И он копил гривенник к гривеннику, рубль к рублю, сгибаясь над своими щетками все досуги, кроме воскресных вечеров, когда уходил на Исаакиевскую, если не оказывался в наряде. Не было там славной русской печки, как на Торговой, стояла новомодная плита, но зато у Никиты завелась каморка с лежанкой, на которой унтер задремывал, сытно накормленный, заботливо укрытый старой шубой.

В первые дни после разговора с вахмистром, когда советовал не плошать, встретивши бабу, схожую с его кумой, Иванов часто думал, каково станет в эскадроне, если Жученков пойдет в отставку, и как упросить барона Пилара не ставить его самого на вахмистра. А потом разговор этот повернулся в памяти унтера только упреком, что отказался от своего счастья, даже не спросивши, как Анюта посмотрела бы на его сватовство. Ведь сказал же Яков Василич в последнюю их встречу, что «она не кукла клееная, а живая девица», — видно, не полагал несбыточным, что его полюбит… А посватался бы, так и осталась б жива…

От таких назойливых мыслей сердце внятно охало и маленькие доверчивые пальцы будто ложились на его ладонь… Вот уж в этой утрате сам, кругом сам виноват!..

После масленой недели Грибоедов стал готовиться к отъезду на Кавказ. Распорядился отвезти на ремонт в мастерскую Иохима свою дорожную коляску, стоявшую в каретнике у Завадовского, приказал Сашке привести в порядок погребцы, отдать прачкам грязное белье, которого накопил гору.

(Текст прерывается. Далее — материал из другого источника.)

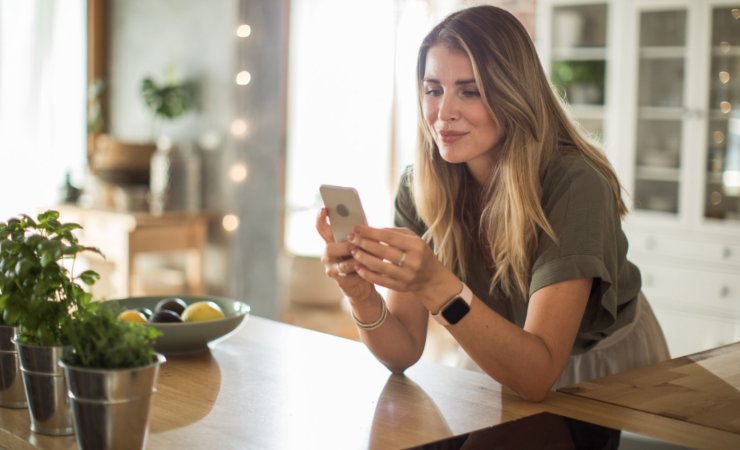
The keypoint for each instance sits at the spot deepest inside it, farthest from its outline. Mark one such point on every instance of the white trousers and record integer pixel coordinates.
(638, 344)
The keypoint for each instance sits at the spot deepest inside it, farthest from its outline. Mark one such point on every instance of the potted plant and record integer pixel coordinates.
(111, 370)
(12, 394)
(175, 169)
(41, 295)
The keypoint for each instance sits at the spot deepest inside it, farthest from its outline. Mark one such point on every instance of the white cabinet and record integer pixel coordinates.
(671, 127)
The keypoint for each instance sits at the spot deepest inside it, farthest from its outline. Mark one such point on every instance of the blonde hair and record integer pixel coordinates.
(506, 214)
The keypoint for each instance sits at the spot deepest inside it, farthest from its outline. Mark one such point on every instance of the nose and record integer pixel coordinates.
(448, 108)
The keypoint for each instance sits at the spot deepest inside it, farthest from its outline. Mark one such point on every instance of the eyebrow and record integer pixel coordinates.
(457, 83)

— Надобно нам собираться, — рассудительно говорил Сашка в людской. — В отпуску больше полутора годов проживаем. Александр Сергеевич при генерале Ермолове дипломатическим чином значится, а где мы? Может так и генералов© терпение треснуть. И комедю Александра Сергеевичеву всё на театре не ставят. Так чего же нам тут приживаться? Чинов, орденов не выслужишь, в отпуску сидевши. Заедем в Москву, к старой барыне на поклон, да и поскачем туда, где потеплей. Надоели уже ваши морозы да слякотина…

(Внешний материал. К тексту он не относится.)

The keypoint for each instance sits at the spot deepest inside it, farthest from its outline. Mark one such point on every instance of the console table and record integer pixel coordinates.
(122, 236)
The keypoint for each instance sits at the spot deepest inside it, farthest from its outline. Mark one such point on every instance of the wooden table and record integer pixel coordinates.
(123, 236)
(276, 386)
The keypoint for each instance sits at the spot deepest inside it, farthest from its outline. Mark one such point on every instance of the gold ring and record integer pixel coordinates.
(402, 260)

Среди гостей Одоевского этой весной стал появляться красивый щеголь, адъютант Бестужев. Он был одинаково хорош с обоими хозяевами, красно говорил с ними о книгах и журналах, о музыке, театре и балах, много шутил и смеялся. Когда адъютант впервой увидел Иванова, то князь Александр Иванович сказал:

— Вот, Александр Александрович, добрый мой ментор во всей строевой премудрости, унтер и кавалер Александр Иванов.

Бестужев хлопнул в ладоши:

— Ну, князь, что за республика Александров! Сознайся, что в дом свой иного имени не допускаешь!

— А камердинер мой Никита? — напомнил, улыбаясь, Одоевский.

— Никита Петрович не твой, а еще батюшки твоего. А новое поколение все, даже друзья твои, только Александры. Однако виноват! Верно, завтра привезу в сей дом раба божьего Кондратия.

— Жду, открыв ему объятия, — засмеялся князь. — А против твоей теории добавлю, что кузен Владимир пишет, будто на днях будет к нам с его письмом еще один поэт, с которым издал «Мнемозину», и просит его полюбить. Так он тоже не Александр.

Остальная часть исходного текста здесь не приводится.